In my previous life as an English Language Teacher in Hong Kong I never found lessons boring. My daily encounters with class clowns, prodigies, toddlers and teenage rebels kept me endlessly interested and entertained.
A lesson about the Olympics, in which the kids mimed different sports as I called them out, ended abruptly, in insurmountable giggles, as all thirty members of 2b lay across the lids of their desks, frantically ‘swimming.’ A drawing of a dragon spiralling across the white-board could prompt a collective and strangely synchronised ‘Aaaah!’ of approval.
Children, I discovered, are frequently hilarious, but in a report released in January in the UK, Ofsted accused teachers of tedium. As we have discussed in previous blog posts, one way for teachers to make lessons outclass leisure is by incorporating online activities and games.

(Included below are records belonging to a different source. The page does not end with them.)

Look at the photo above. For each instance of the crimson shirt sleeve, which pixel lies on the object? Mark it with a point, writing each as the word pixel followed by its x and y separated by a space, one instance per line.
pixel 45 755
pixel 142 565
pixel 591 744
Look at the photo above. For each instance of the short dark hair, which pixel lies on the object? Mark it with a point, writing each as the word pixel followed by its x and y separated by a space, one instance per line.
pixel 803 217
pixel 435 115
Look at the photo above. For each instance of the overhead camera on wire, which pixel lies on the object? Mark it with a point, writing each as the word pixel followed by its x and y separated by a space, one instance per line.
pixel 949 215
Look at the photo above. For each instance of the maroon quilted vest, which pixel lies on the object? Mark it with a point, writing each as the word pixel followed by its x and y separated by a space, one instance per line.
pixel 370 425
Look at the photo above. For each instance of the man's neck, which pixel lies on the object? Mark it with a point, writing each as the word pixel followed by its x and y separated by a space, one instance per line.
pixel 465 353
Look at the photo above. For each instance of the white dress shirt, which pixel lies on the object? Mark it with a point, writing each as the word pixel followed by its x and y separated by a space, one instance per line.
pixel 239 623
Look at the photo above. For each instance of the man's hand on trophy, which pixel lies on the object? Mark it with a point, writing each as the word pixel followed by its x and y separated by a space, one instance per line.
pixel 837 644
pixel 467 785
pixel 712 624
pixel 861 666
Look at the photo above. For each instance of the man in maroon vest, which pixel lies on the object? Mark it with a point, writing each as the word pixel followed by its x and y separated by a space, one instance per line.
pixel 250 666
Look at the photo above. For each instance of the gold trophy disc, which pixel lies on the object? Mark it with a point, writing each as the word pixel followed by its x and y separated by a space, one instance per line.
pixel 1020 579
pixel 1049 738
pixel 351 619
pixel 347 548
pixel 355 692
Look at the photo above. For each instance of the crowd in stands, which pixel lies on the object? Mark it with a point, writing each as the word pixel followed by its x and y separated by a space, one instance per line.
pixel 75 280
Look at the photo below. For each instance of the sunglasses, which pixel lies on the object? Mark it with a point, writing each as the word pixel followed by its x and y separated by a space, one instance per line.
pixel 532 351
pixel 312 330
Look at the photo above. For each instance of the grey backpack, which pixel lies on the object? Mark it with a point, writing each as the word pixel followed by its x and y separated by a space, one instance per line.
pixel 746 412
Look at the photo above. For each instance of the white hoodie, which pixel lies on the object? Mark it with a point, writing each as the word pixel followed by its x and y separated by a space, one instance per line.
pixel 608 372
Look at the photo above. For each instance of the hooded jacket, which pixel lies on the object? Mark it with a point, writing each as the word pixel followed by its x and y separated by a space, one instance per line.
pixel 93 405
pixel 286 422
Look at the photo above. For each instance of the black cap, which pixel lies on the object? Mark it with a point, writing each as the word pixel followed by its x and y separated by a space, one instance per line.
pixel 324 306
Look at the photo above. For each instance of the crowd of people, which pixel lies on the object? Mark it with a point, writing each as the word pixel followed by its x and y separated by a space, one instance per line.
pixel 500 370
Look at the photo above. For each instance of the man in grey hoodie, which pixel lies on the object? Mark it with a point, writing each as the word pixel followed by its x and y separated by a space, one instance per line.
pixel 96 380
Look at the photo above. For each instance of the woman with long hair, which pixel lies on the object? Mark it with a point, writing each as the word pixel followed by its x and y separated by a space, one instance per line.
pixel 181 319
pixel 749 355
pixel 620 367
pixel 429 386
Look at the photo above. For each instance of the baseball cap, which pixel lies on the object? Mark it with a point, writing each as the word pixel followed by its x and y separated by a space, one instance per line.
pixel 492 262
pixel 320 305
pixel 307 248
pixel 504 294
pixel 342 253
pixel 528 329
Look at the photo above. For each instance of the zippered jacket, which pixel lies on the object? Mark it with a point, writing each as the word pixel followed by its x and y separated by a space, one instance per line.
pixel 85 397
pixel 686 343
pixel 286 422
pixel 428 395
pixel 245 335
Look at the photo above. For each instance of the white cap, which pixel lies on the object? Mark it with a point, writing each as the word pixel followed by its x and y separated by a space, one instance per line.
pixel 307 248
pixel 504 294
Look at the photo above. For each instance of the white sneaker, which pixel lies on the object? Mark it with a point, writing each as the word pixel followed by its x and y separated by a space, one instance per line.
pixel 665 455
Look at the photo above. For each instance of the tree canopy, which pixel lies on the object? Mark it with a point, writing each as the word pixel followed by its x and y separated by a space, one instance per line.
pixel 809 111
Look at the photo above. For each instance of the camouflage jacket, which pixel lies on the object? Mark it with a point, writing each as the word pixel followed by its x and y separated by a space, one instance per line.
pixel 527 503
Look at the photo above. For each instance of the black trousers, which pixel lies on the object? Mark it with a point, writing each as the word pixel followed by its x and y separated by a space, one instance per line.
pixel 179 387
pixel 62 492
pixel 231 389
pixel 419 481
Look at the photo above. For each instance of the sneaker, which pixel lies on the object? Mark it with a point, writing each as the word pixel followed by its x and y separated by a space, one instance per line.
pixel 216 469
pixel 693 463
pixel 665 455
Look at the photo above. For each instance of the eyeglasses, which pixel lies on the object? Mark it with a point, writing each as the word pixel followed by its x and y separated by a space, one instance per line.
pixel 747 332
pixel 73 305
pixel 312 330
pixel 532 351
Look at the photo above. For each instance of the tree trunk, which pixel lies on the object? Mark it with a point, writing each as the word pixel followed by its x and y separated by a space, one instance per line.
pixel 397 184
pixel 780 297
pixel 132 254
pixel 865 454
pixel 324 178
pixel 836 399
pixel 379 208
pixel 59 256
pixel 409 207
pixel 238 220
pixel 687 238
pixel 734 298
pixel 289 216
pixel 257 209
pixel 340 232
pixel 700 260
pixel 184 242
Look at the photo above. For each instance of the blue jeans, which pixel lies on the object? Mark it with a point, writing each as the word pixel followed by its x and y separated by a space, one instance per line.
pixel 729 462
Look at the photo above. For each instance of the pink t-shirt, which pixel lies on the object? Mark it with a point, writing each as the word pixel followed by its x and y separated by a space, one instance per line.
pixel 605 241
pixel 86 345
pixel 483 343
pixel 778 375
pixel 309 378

Most commentators now recognise the value of digital tools in facilitating learning, and research shows that kids are engrossed by games and the internet. However, in a recently-published white paper, the Software Information Industry Association (SIIA) advises principals and teachers to introduce digital tools and new technologies carefully, to ensure that pupils don’t switch off. Lee Wilson emphasises key issues related specifically to the implementation of games in an school context, in order to help educators escape the potential pitfalls of play. He notes, for example, that ‘advocates for EduGames need to earn the trust of IT early in the process, or the project can be shut down before it even begins,’ that students ‘won’t easily tolerate poor design’ and that teachers ‘are the lynchpins of success.’ ‘Get the right teachers on board,’ advises Wilson, stating that: ‘ideally you want people who are leaders – politically, technically, and pedagogically.’
Wilson’s tips are a useful reminder that in order to utilise the power of play for good (as we at Online like to do) rather than evil, teachers need to lesson-plan ahead. Educators need to take extra-special care of the children of the (digital) revolution.